16

112 16 0
                                    

Keesokan paginya, Saka terbangun lebih awal dari biasanya. Sinar matahari yang menerobos tirai jendela menyilaukan matanya, membuatnya mengerjap pelan. Setelah membersihkan diri, ia segera mengenakan seragam sekolah dan menyeduh secangkir kopi untuk memulai hari. 

Di perjalanan menuju sekolah, ia bertemu dengan Alka yang sudah berdiri di ujung jalan. Wajah Alka yang cerah kontras dengan ekspresi datar Saka. 

"Eh, pagi-pagi lo udah kelihatan, Saka. Lo nggak kesiangan, kan?" sapa Alka sambil menyengir. 

Saka menggeleng pelan. "Gue nggak pernah telat." 

"Ya, ya, gue tahu. Lo kan selalu tepat waktu. Tapi tahu nggak, gue punya berita seru buat lo!" Alka melompat kecil, seperti anak kecil yang baru menemukan mainan baru. 

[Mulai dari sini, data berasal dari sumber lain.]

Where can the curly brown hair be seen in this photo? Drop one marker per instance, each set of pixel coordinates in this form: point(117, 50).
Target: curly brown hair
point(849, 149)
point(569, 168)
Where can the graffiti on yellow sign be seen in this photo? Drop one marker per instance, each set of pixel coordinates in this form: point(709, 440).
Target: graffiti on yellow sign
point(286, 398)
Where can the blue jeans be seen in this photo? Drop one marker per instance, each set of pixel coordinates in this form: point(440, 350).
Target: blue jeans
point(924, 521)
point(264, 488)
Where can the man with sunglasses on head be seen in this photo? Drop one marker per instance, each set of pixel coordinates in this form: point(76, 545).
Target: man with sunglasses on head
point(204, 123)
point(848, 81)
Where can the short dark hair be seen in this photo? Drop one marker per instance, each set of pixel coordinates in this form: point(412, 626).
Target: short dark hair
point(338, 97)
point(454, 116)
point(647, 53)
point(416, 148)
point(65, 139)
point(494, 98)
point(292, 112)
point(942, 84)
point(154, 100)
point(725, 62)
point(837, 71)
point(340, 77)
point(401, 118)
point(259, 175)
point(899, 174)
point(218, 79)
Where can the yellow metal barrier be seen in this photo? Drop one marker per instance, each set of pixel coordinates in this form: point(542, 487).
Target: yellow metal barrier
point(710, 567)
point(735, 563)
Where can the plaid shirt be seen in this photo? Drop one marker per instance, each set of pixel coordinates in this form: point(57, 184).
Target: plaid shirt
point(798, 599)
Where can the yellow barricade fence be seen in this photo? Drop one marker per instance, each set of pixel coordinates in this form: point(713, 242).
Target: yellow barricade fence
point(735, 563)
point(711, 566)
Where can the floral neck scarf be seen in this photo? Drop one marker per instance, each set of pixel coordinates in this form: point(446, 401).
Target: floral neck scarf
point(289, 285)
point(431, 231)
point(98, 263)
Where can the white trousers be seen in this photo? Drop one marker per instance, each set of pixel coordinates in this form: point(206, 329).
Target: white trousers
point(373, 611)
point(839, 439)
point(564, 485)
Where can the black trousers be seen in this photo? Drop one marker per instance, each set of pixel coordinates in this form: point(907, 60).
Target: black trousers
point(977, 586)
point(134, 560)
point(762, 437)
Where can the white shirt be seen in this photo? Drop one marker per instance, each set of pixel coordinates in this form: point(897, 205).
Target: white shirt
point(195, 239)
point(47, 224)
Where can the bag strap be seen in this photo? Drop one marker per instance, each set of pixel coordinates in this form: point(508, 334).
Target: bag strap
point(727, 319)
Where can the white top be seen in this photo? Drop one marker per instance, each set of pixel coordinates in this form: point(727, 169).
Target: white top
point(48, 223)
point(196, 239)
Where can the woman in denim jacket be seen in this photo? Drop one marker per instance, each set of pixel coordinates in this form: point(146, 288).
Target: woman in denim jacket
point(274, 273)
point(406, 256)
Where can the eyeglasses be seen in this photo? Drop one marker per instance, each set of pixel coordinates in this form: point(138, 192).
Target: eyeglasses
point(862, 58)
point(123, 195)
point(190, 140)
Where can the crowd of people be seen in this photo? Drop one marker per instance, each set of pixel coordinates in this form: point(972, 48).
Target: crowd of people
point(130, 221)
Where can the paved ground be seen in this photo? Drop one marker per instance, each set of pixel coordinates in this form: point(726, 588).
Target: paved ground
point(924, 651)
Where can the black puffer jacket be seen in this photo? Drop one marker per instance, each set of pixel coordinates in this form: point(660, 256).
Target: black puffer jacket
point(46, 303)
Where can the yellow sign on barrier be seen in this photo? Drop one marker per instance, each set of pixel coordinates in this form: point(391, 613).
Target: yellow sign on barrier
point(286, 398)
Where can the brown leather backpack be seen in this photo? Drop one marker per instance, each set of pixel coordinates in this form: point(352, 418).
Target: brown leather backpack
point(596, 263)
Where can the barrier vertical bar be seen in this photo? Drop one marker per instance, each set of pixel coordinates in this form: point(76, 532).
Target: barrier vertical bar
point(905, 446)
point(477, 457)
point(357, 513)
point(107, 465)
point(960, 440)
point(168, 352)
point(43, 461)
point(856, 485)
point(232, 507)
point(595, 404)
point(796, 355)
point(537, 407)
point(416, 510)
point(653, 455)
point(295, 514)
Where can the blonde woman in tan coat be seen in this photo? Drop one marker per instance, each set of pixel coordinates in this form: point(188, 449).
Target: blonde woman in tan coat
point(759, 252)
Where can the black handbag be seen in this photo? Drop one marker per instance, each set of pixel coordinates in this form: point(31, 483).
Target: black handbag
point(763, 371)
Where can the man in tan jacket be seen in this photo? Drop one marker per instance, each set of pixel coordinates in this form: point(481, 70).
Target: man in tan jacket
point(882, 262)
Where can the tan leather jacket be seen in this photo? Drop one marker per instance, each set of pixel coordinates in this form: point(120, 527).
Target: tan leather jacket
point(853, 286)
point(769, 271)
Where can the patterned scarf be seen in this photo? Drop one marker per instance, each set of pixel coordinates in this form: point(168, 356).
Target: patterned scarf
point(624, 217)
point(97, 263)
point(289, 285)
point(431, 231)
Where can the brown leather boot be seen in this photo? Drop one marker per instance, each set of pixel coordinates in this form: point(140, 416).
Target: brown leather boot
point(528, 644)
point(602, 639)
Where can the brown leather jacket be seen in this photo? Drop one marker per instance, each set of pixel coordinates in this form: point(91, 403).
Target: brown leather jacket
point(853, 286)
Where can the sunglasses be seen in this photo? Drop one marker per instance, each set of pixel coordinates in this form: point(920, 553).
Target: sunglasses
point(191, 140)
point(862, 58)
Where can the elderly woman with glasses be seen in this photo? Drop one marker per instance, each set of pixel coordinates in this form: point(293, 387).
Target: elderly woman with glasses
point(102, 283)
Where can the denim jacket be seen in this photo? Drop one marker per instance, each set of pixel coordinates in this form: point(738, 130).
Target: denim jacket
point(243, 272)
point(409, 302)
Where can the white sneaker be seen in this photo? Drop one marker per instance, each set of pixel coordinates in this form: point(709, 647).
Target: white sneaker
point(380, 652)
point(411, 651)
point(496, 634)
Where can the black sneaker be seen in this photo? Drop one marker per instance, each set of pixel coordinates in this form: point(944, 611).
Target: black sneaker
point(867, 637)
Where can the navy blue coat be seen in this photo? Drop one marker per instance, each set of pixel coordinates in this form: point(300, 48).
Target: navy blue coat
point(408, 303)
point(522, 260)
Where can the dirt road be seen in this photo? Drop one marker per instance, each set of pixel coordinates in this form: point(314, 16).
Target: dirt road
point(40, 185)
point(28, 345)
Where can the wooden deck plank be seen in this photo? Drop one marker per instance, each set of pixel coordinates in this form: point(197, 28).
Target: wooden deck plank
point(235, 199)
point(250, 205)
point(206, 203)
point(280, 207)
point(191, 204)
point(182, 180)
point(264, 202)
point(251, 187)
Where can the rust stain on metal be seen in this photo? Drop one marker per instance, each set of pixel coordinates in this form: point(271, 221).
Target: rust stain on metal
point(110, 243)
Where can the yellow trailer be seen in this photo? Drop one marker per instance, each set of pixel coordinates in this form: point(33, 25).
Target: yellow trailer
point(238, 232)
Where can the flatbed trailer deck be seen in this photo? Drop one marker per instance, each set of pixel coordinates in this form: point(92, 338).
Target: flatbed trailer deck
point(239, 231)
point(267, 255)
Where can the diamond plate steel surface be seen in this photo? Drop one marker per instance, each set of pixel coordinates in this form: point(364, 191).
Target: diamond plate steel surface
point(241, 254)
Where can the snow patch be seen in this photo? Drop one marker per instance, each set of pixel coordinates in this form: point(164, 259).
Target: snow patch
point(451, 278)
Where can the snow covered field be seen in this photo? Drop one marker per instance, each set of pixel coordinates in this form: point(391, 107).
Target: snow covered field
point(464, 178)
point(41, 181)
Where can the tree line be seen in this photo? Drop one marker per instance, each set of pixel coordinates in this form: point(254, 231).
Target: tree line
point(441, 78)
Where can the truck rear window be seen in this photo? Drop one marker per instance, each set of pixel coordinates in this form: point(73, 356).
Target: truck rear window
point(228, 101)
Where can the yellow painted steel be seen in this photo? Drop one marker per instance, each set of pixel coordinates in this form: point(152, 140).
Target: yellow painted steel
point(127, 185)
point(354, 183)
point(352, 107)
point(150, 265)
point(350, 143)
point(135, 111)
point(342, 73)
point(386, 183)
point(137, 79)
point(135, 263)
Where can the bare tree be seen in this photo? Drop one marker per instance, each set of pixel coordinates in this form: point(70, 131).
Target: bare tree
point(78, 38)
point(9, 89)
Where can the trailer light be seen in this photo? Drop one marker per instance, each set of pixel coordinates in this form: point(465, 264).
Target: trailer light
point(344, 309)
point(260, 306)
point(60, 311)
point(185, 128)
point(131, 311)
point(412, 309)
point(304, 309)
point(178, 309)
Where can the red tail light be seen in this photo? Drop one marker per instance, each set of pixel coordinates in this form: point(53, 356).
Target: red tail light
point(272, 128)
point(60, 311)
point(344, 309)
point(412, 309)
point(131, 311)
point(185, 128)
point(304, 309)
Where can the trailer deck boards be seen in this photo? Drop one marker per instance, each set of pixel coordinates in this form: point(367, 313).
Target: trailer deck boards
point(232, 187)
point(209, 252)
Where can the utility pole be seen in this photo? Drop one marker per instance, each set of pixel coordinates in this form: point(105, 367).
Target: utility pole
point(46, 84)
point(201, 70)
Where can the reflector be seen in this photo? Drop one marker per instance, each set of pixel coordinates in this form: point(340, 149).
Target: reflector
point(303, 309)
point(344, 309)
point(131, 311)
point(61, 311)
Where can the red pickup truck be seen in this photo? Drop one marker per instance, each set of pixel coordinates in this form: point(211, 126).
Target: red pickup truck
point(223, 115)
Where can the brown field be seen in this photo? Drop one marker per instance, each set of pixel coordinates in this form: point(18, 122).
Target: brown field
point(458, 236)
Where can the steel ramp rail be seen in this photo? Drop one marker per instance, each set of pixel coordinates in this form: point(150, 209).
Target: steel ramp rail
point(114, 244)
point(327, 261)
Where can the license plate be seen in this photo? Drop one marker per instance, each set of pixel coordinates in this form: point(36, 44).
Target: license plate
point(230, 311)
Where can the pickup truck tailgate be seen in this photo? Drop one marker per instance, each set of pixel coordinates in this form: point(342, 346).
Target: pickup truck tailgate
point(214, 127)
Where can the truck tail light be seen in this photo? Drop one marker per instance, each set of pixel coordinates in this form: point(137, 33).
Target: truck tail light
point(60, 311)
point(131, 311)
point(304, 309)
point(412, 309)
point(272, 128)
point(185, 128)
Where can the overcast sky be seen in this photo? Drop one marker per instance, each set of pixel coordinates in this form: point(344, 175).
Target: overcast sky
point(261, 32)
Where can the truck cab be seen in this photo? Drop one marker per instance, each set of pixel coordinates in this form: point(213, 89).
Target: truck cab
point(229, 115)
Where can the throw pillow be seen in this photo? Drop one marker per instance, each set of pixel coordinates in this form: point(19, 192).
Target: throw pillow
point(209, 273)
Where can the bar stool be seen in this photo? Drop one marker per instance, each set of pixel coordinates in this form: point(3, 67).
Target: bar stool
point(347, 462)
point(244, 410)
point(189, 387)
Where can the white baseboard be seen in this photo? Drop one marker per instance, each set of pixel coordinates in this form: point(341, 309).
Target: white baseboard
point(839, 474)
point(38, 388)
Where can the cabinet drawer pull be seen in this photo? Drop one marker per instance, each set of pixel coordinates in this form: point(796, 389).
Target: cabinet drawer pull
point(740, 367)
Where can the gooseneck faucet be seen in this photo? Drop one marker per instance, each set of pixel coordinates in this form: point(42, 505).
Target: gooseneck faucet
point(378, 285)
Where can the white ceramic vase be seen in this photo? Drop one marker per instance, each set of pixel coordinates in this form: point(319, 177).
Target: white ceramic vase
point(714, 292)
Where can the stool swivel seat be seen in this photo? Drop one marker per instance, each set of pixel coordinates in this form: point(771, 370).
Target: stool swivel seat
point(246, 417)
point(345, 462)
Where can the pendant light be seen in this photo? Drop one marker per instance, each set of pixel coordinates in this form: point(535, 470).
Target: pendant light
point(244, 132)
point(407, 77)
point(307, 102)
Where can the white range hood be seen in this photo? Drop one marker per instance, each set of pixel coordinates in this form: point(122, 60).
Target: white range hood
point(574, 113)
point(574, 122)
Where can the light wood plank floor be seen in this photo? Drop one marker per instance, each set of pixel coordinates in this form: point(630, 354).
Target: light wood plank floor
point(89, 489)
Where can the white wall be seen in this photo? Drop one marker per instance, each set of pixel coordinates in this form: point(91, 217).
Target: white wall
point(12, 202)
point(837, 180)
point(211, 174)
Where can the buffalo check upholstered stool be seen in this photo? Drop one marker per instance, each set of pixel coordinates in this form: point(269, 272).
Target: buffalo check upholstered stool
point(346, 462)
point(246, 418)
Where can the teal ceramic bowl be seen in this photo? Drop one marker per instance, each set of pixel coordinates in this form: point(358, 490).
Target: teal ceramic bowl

Saka hanya menaikkan alisnya. "Apa lagi sekarang?" 

"Alen cerita ke gue kalau dia bakal ikut kompetisi pidato mewakili sekolah minggu depan!" 

Saka berhenti sejenak, mencoba mencerna informasi itu. "Dia? Alen? Kompetisi pidato? Kayaknya nggak cocok." 

Alka tertawa keras. "Gue juga awalnya mikir gitu, tapi ternyata dia jago kalau soal ngomong. Lo mesti lihat sendiri nanti." 

"Kalau gitu kenapa lo yang heboh?" Saka menatap Alka dengan tatapan datar, tapi sedikit kesal terlihat di matanya. 

"Karena gue bangga sama temen kita! Lo ini nggak pernah ngerti perasaan orang lain, ya?" balas Alka sambil pura-pura cemberut. 

Saka mendesah. "Gue ngerti, tapi gue nggak harus ikut heboh juga." 

***

Setibanya di sekolah, suasana sudah ramai seperti biasa. Clarisa terlihat berjalan dengan beberapa siswi lain, memamerkan senyum manisnya yang pura-pura. Alenio, yang baru saja tiba di gerbang sekolah, melirik sekilas ke arah Clarisa sebelum segera menghindar ke kelasnya. 

Saka melihat itu dari kejauhan. Meski ia tidak begitu peduli dengan urusan orang lain, ada sesuatu tentang Alenio yang membuatnya sedikit khawatir. 

Saat jam istirahat, Alka menarik Saka ke kantin dengan semangat berlebihan seperti biasa. "Ayo, lo harus makan lebih banyak. Gue nggak ngerti kenapa lo masih hidup dengan pola makan lo yang buruk itu." 

Saka hanya mengikuti tanpa protes. Namun, sesampainya di kantin, mereka menemukan suasana yang agak tidak biasa. Beberapa siswa terlihat berkumpul, berbisik-bisik sambil sesekali melirik ke arah satu meja tertentu. 

Di sana, Alenio duduk sendiri dengan tatapan kosong, sementara Clarisa berdiri tidak jauh darinya dengan mata berkaca-kaca. 

"Ini apaan lagi?" gumam Saka sambil menatap pemandangan itu dengan datar. 

Alka, yang lebih cepat tanggap, segera melangkah mendekat. "Hei, ada apa di sini?" tanyanya sambil menatap Clarisa. 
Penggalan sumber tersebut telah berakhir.